In parallel, real-world safety databases have flagged a small but measurable rise in macrolide-resistant Streptococcus pneumoniae and occasional non-tuberculous mycobacteria (NTM) isolation. Most centres now advocate:

• Sputum acid-fast bacilli culture before initiation.
• Six-monthly audiometry if available (formally recommended in Australia).
• Prompt reassessment if new infiltrates or cavitary change appear on follow-up imaging.

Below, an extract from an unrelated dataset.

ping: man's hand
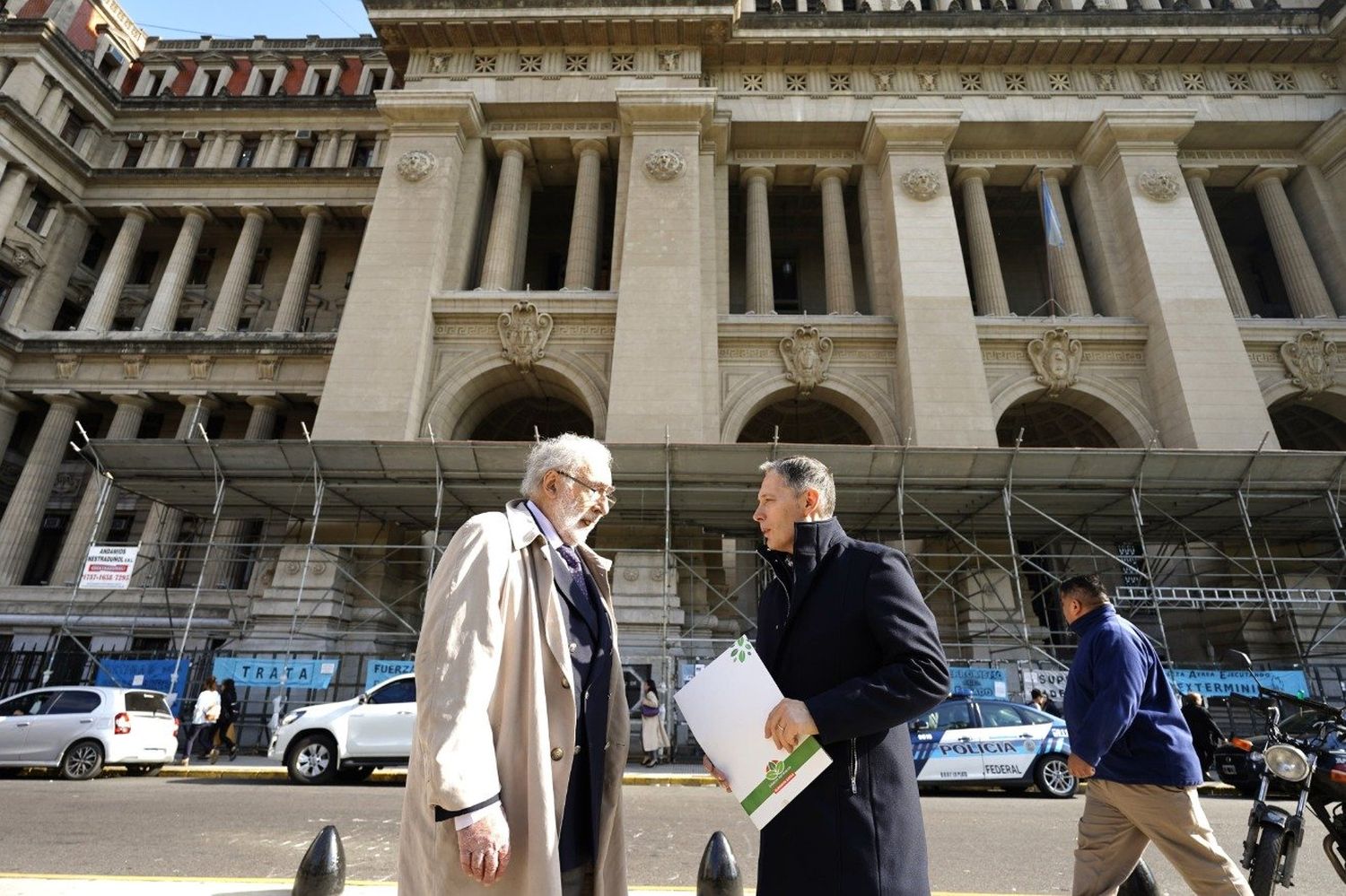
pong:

Practical Take-Aways for Clinicians

• Patient selection: Target those with recurrent infective flares (≥3 per year) or rapid lung-function decline despite optimal airway clearance.
• Dose choice: 250 mg daily is effective, generally well tolerated and cheaper than intermittent high-dose schedules. I rarely start with 500 mg three times weekly unless gastrointestinal intolerance dictates.
• Baseline work-up: HRCT, spirometry, sputum culture (including AFB), serum IgG/A/M, IgE and Aspergillus precipitins, ECG. Correct vitamin-D deficiency; it modulates innate immunity.
• Conversations about risk: Hearing disturbance (<5%), transient nausea or loose stools (10%), QT prolongation (rare but avoid concomitant QT-prolonging drugs). Re-emphasise NTM surveillance.
• Review early and often: At 3 months, if no meaningful clinical benefit, stop. Benefit usually plateaus by 6–12 months; thereafter review every 6–12 months.
• Don’t stop suddenly: Tapering is unnecessary, but monitor for rebound flares; counsel patients to seek early review if symptoms return.

What About Children or Other Suppurative Diseases?

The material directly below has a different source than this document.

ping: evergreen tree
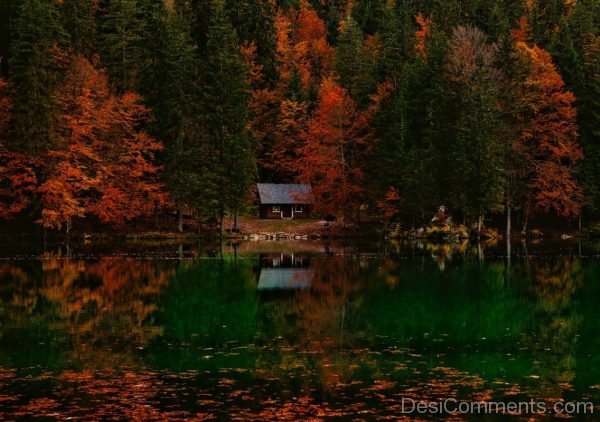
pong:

Paediatric data are encouraging but less robust; most UK centres extrapolate adult evidence cautiously. In primary ciliary dyskinesia, azithromycin is now standard care to preserve lung function. In persistent post-infective bronchiolitis and immune-deficiency lung disease, our series—and subsequent reports—suggest similar benefits, although formal trials are still needed.

Looking Forward

Our 2011 cohort study was practice-changing for us, yet questions remain:

• Can biomarkers (calprotectin, neutrophil elastase activity, genomic signatures) predict super-responders?
• Would dual immunomodulatory agents (macrolide plus low-dose doxycycline or inhaled statin) synergise?
• Could ultra-long-acting macrolides (e.g., solithromycin) deliver the same benefit with once-weekly dosing?
• How do we balance population antimicrobial stewardship with individual patient gain?

We are currently piloting a remote monitoring platform where patients report daily symptom scores and weekly spirometry via smartphone; machine-learning algorithms flag early exacerbation patterns, allowing “treat-early” rather than “rescue-late” paradigms. Early data mirror the azithromycin story—simple interventions, rigorously applied, trump flashy technology without evidence.

Conclusion

I began this journey trying to give my patients fewer “antibiotic birthdays.” Azithromycin 250 mg daily delivered that for many, and successive multicentre trials have since legitimised what we observed on the ground. Used judiciously—with proper patient selection, baseline checks and ongoing surveillance—maintenance azithromycin is no longer novel; it is a cornerstone of modern bronchiectasis care. Yet each prescription still reminds me of that patient who measured life in antibiotic courses. Today, when I see her in follow-up, she measures it in holidays, grandchildren and, most pleasingly, in years.